Despite summoning nearly the same spin as he had before the foreign substance ban enforcement, Cole lost confidence in his pitches after being battered around in the first, and with it, his control. Of his 89 pitches, he threw 59 strikes leading to six runs (five earned), the most he’s ever allowed as a Yankee.

Gleyber Torres took his turn at merging poor play with worse luck to plumb the depths of ineptitude, with a brutal showing across the board. Attempting to replicate a Bogaerts gem robbing Luke Voit from a two-out knock with two runners on from the previous half-inning, Torres fielded Bogaerts’ own grounder to his right, transferred the ball from glove to hand in hyperspeed, and fired it up the line and out of play. Later, he sat back on a slow grounder up the middle and then rushed an errant throw, gifting the hustling Devers a base hit to conclude the poor play portion of his performance.

Mixing in a dash of bad luck, Eduardo Rodriguez stabbed at a meekly hit liner up the middle by Torres, knocking it down for Hernandez to collect and flip to first, for a run of the mill 1-4-3 putout.

In the top of the sixth, the Yankees showed signs of life when Aaron Judge homered onto Lansdowne Street, plating DJ LeMahieu cut the Red Sox’s lead to four. However, his blast was all they'd get in the contest, though the Sox continued adding insult to injury.

In the seventh, the Yankees finally got to Rodriguez with an Andújar walk and a Frazier single, bringing in former Yankee Garrett Whitlock. Instead of leaving Higashioka in the nine-hole, Boone opted to bring in his hottest bat — Gary Sánchez — off the bench with Cole out of the game and the tying run in DJ LeMahieu on deck. After working the count full, Sánchez fouled off a pair of pitches before taking an outside changeup, walking the bases loaded with just one out.

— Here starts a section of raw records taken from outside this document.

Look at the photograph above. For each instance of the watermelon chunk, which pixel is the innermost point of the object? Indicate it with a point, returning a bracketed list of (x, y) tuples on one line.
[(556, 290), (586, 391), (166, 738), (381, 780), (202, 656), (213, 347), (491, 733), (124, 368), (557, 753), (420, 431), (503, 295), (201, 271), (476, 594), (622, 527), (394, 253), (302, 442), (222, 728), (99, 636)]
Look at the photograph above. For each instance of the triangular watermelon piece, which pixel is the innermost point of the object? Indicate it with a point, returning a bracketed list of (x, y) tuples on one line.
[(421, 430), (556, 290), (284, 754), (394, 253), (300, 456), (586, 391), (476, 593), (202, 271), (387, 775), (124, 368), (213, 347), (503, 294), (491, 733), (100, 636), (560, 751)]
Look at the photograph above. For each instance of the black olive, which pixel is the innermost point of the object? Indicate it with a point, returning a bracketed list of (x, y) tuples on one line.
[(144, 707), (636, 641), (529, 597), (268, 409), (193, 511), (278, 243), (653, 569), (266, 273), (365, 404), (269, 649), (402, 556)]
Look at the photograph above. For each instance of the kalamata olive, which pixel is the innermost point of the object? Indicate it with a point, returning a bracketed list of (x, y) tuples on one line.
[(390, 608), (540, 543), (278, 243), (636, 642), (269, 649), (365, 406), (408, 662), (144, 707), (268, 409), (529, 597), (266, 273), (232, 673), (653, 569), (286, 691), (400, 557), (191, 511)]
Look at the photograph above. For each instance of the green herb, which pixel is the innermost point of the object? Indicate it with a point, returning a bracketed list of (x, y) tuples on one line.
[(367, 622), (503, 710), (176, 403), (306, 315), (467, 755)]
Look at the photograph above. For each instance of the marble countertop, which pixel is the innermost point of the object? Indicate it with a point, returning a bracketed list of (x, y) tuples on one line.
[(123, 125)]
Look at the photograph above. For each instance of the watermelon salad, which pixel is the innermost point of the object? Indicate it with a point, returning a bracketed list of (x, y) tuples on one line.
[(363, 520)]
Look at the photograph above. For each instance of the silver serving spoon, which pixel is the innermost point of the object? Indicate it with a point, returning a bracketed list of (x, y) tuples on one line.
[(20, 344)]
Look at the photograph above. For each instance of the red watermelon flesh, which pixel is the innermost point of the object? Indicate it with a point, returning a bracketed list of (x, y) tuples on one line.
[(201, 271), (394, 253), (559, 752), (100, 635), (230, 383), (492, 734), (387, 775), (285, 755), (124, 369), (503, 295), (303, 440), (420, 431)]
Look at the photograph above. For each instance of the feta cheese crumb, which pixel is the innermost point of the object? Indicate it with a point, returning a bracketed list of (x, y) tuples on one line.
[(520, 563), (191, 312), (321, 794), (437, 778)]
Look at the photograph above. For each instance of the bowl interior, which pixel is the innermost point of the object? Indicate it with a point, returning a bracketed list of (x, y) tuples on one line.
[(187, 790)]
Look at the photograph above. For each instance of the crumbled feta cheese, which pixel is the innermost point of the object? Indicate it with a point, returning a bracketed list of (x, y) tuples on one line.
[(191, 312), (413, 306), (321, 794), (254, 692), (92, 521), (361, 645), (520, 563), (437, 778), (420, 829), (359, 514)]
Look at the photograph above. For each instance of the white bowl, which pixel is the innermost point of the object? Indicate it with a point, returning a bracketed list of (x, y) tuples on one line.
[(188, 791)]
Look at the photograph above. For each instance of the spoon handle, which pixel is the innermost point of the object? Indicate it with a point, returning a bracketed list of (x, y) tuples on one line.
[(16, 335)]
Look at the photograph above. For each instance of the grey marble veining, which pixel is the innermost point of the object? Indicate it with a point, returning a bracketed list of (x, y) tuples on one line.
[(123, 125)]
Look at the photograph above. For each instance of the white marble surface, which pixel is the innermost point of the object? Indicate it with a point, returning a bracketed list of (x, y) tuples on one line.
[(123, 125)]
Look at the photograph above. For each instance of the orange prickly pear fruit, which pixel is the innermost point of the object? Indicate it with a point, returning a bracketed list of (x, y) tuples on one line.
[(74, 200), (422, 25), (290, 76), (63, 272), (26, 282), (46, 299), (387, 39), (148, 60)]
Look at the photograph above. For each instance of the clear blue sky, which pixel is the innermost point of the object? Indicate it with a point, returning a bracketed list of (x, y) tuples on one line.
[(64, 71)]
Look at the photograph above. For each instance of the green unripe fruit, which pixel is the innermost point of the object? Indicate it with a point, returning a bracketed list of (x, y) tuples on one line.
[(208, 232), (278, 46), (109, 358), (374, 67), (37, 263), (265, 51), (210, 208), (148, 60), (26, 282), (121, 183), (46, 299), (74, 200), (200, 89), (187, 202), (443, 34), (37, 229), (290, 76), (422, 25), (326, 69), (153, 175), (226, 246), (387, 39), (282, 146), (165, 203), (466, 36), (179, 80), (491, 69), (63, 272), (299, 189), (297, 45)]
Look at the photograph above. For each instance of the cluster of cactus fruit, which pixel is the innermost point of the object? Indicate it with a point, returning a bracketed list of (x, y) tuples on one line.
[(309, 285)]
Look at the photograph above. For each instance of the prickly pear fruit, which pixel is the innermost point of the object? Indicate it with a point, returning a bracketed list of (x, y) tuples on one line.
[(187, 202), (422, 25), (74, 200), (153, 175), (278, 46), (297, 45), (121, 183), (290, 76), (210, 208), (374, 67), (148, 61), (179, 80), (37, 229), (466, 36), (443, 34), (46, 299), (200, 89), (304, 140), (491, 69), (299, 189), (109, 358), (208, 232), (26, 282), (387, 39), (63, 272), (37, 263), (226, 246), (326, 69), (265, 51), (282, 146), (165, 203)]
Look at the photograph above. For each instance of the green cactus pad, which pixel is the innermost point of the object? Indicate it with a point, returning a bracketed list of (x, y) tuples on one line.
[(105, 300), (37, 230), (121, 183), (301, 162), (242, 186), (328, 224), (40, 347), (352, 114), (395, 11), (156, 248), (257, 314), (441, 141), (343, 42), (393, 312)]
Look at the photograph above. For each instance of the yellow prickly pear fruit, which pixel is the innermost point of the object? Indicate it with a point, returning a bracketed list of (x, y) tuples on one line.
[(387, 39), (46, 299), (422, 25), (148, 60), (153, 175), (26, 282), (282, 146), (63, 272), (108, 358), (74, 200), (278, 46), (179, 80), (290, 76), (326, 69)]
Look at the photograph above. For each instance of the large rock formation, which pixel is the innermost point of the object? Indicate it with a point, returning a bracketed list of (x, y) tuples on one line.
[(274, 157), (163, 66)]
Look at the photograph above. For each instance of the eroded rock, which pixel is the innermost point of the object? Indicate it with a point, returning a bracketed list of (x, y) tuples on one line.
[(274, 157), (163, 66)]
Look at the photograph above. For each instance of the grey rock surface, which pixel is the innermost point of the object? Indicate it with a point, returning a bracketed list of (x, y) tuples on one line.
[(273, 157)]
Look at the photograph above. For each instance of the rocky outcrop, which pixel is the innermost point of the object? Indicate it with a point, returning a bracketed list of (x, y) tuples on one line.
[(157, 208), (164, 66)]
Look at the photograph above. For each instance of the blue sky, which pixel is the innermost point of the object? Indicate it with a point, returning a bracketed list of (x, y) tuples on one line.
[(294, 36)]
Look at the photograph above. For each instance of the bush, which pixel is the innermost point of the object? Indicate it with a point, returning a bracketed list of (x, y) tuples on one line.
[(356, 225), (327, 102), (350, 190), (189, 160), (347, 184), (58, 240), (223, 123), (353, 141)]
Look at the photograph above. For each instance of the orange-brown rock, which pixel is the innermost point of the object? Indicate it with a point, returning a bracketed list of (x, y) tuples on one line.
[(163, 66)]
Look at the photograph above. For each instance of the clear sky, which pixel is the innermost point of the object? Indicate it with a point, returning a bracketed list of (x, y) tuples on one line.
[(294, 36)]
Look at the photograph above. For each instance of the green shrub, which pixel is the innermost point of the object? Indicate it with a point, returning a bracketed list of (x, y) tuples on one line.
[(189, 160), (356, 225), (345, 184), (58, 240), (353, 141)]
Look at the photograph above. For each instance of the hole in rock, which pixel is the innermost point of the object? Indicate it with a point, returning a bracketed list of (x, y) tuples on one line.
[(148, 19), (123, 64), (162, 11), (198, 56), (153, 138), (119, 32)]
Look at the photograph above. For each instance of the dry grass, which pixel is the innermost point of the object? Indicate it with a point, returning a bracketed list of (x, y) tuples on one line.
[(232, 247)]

As they’re apt to do this season, the Yankees tightened up when it counted most. DJ LeMahieu went down without removing the bat from his shoulder, including a brutal strike-two call below the zone. Then, Judge took a pair of pitches for a ball and a strike before popping up a slider on the outer third to Danny Santana at first, leaving three more runners stranded aboard.

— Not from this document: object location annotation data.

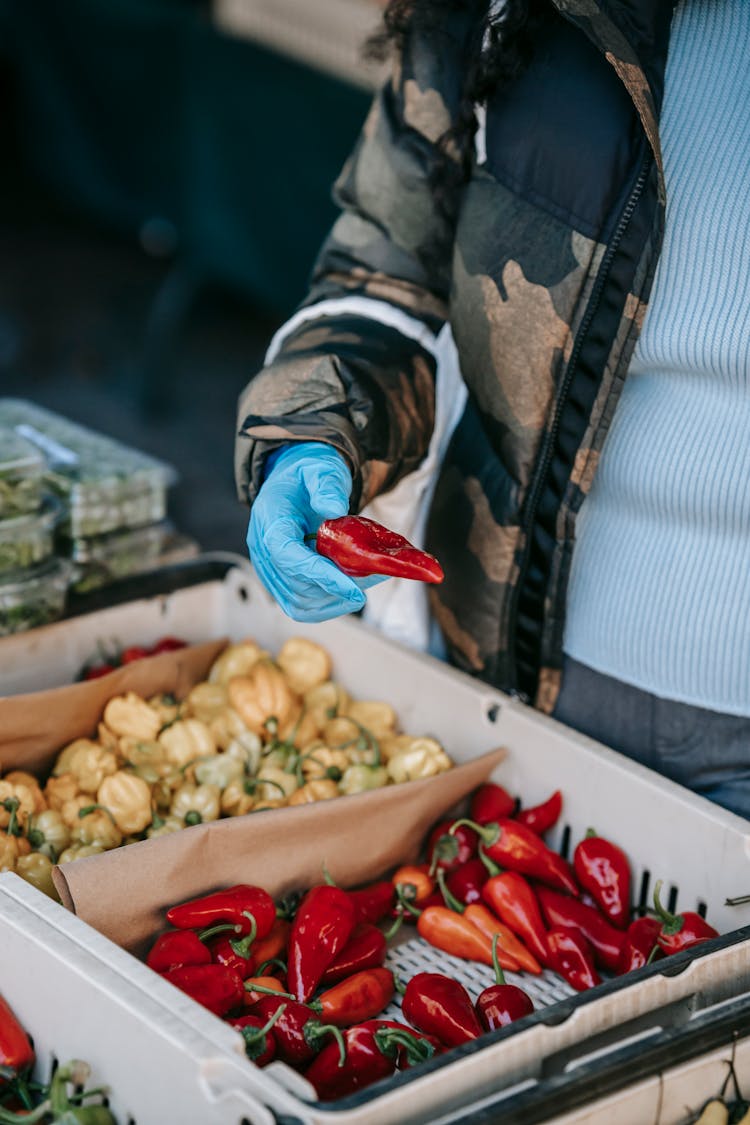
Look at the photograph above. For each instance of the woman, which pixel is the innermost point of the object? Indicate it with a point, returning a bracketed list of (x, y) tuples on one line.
[(535, 176)]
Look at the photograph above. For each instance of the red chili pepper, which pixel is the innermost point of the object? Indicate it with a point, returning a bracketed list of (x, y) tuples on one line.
[(322, 927), (542, 817), (217, 988), (680, 932), (516, 847), (178, 947), (364, 950), (641, 945), (250, 909), (260, 1044), (442, 1007), (16, 1050), (502, 1004), (490, 803), (371, 1053), (572, 957), (298, 1032), (515, 903), (361, 547), (360, 997), (373, 902), (449, 849), (562, 910), (603, 870)]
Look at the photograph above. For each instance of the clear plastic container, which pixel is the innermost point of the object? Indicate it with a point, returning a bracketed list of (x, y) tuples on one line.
[(104, 484), (34, 597), (21, 468), (27, 540)]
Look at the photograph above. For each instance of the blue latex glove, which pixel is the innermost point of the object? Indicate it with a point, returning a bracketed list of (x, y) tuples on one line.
[(306, 483)]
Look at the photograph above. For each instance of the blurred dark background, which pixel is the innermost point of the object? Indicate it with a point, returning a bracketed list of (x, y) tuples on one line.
[(165, 186)]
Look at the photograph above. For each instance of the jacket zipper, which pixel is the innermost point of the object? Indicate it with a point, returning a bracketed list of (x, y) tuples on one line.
[(549, 443)]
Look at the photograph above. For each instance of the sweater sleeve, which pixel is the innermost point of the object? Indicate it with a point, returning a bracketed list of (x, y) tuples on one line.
[(355, 366)]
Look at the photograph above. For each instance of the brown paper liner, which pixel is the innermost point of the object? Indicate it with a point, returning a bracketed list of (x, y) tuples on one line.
[(125, 893)]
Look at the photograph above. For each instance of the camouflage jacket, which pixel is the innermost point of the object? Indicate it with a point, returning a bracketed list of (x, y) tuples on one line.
[(543, 272)]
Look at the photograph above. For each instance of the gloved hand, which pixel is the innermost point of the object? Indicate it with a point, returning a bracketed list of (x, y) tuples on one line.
[(307, 483)]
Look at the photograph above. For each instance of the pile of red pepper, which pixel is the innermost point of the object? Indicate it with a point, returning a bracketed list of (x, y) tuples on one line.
[(305, 982)]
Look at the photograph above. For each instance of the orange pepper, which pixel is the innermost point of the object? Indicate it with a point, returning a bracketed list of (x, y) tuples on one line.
[(512, 947)]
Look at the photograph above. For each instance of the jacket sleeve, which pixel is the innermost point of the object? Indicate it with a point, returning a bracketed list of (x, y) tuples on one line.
[(354, 367)]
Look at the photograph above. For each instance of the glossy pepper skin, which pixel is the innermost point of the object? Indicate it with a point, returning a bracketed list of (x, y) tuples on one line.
[(250, 908), (540, 818), (178, 947), (321, 930), (364, 950), (16, 1050), (442, 1007), (361, 547), (215, 987), (680, 932), (561, 910), (572, 957), (516, 847), (603, 870)]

The fun didn’t stop there: Luis Cessa approached a pair of scoreless innings in relief but surrendered a two-out double to Bogaerts to conclude a seven-pitch at-bat, who then scored on a flare to left by Bogaerts for his third hit of the ballgame, making it 7-2 Red Sox.

In the bottom frame, Luke Voit smoked a first-pitch single into right, only to have his work undone by a Giancarlo Stanton strikeout and a 4-6-3 double play off the bat of Gio Urshela. Between the trio of the Yankees’ three, four, and five-hole hitters, they finished the day with Voit’s single as their lone hit to go along with five strikeouts as a part of a 1-for-12 outing.

Brooks Kriske entered in the bottom of the eighth for mop-up duty and looked just like Gerrit Cole. On almost any other day, that’d be a compliment, but not today. Christian Vazquez hammered Kriske’s first pitch of his outing over the Green Monster to raise their tally to 8-2. Beating a dead horse, Hernandez’s check-swing caught just enough of the ball to send it rolling softly up the right-field line well beyond the reach of Voit at first for a run-scoring double, stretching the lead to where it was finally laid to rest, 9-2.

In the ninth, they went out as they arrived, pathetically and without a whimper. Yacksel Rios earned the last three outs needed for a victory without allowing a ball past the infield grass, giving up only a walk to the four batters he faced while striking out two.

In the three games against the Red Sox, the Yankees scored a couple of runs in each contest but permitted 18 total, getting nearly tripled-up by their rivals. This, as they say, ain’t it, chief.

Tomorrow, they’ll look to turn things around by setting off a homestand against the Angels with Dylan Bundy taking on Mike King at 7:05 p.m. EST in the Bronx.